Sebaliknya, mereka yang berupaya menandingi narasi itu dan memperjuangkan bahwa perempuan boleh menjadi pemimpin dianggap “menentang syariat”.

“Kalau ada yang melakukan counter, maka akan langsung dicap kafir, menolak syariat Islam, dan sebagainya. Itu yang agak berat,” kata Raihal pada Selasa (22/10) ketika ditemui di Aceh Besar.

Pola yang sama pernah terjadi pada Pilkada 2017 di Aceh.

Tetapi di tengah pro dan kontra itu, Majelis Permusyawaratan Ulama (MPU) Aceh menolak berkomentar ihwal perdebatan yang menyandingkan syariat Islam dengan politik ini.

“Untuk saat ini, tidak tepat MPU berkomentar karena bersinggungan dengan agenda politik (pilkada),” kata Ketua MPU Aceh, Teungku Faisal Ali pada Rabu (13/11).

Pegiat perempuan dan pakar gender menyebutnya sebagai “kemunduran”. Kontestasi pilkada di Aceh masih menjadi arena yang sulit ditembus oleh perempuan.

Saat ini, hanya ada empat perempuan yang maju dari total 162 calon kepala daerah dan calon wakil kepala daerah di Provinsi Aceh.

Keempat perempuan itu adalah Illiza Saaduddin Djamal sebagai calon Wali Kota Banda Aceh, Afridawati sebagai calon Bupati Simeulue, Nurhayati sebagai calon Wakil Bupati Simeulue, dan Meutia Apriani sebagai calon Wakil Wali Kota Langsa.

Apa yang terjadi di Aceh kini berbanding terbalik dengan masa lampau ketika Aceh dipimpin oleh ratu dan sultanah-sultanah perempuan pada abad ke-15 dan 17.

Kepemimpinan mereka bahkan didukung oleh ulama-ulama besar Aceh pada masa itu, kata pemerhati sejarah Iskandar Norman.

Bagaimana narasi ini berkembang?

“Perempuan yang mencalonkan diri berarti sudah berbuat dosa.
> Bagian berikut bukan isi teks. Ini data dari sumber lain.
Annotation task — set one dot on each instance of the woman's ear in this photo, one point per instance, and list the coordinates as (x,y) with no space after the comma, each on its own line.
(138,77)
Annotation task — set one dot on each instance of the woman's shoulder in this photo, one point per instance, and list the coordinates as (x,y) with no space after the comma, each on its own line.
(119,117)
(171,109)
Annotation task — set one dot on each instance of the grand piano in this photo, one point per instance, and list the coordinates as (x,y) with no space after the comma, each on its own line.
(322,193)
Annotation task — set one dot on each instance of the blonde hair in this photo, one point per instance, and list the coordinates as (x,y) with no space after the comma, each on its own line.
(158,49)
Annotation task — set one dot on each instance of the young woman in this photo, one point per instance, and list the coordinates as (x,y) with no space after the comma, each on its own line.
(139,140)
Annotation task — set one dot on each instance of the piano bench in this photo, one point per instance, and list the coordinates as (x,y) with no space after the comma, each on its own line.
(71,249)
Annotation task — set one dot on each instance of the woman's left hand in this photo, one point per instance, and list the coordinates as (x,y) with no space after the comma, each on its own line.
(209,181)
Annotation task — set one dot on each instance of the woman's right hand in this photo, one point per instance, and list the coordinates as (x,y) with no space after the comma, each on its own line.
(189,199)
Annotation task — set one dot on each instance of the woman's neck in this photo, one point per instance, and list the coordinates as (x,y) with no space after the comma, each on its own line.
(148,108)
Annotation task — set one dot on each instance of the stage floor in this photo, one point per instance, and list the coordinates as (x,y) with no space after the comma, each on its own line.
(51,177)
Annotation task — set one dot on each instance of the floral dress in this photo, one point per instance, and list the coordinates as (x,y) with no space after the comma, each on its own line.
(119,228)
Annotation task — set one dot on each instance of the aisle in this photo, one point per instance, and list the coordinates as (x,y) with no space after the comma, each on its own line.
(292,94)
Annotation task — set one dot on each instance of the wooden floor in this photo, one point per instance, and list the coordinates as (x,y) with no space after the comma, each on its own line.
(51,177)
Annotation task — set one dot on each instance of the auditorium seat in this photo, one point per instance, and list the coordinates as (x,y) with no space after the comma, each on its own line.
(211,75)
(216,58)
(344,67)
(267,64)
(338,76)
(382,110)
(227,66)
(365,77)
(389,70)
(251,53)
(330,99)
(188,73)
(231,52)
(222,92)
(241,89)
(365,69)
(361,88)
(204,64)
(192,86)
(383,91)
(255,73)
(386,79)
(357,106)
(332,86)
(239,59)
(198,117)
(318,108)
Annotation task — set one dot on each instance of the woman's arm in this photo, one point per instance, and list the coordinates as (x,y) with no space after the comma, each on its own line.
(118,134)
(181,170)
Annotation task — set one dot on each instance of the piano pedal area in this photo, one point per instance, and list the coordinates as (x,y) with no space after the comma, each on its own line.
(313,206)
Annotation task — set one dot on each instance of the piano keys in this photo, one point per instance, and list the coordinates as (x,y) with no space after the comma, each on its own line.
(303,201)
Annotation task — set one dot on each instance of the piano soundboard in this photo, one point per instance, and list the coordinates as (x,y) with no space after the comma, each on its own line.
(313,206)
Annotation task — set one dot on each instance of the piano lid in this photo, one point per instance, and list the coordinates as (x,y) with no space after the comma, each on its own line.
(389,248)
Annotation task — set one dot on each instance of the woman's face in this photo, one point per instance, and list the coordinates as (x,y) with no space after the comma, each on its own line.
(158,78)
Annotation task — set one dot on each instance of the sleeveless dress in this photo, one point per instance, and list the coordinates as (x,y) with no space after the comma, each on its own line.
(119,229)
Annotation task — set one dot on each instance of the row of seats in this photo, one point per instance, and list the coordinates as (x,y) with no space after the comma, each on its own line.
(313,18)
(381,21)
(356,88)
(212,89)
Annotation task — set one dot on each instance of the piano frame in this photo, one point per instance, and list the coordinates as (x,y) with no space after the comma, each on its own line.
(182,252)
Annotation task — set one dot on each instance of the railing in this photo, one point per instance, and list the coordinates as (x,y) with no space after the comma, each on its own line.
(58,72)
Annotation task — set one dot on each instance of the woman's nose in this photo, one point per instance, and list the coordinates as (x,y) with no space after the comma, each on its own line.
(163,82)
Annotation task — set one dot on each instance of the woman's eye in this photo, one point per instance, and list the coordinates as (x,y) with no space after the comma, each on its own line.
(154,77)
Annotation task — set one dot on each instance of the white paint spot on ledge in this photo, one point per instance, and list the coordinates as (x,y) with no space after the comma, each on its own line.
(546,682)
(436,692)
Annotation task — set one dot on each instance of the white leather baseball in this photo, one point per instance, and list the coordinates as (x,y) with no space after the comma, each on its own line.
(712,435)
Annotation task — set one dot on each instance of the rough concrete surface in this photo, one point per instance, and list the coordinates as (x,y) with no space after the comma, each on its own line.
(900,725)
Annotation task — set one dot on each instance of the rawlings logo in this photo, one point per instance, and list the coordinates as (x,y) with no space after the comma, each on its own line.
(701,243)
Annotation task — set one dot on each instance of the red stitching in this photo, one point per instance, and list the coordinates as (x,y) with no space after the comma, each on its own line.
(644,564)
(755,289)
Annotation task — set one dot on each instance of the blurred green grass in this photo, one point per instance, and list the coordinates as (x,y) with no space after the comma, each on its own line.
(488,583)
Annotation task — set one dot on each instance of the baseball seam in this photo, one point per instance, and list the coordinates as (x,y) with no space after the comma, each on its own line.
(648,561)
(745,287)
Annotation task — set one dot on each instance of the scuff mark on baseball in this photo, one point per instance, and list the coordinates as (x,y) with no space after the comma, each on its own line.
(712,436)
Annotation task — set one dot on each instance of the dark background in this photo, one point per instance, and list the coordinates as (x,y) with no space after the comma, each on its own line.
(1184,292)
Karena mengerjakan pekerjaan yang tidak sah untuk dikerjakan,” kata Abu Syekh H. Hasanoel Bashry alias Abu Mudi menjawab pertanyaan seorang jemaat dalam video yang disiarkan di akun Youtube-nya pada 2016.

“Orang yang memilih [perempuan] pun ikut bersalah, berdosa. Dilantik, orang yang melantik juga berdosa. Setelah dilantik dia sah menjadi pemimpin, di situ juga menjadi masalah,” ujar ulama terkenal di Aceh ini. .

Pernyataan itu berkembang menjadi narasi yang dikaitkan dengan konteks pilkada pada 2017.

“Itu ditempel di perempatan jalan, di tiang listrik, di mana-mana, dengan foto ulama juga saat itu,” kenang Raihal Fajri dari Kata Hati Institute.

Pada saat itu, dia mengatakan tak ada yang berhasil melawan narasi tersebut. Gerakan perempuan bahkan disebut “tiarap” menghadapinya.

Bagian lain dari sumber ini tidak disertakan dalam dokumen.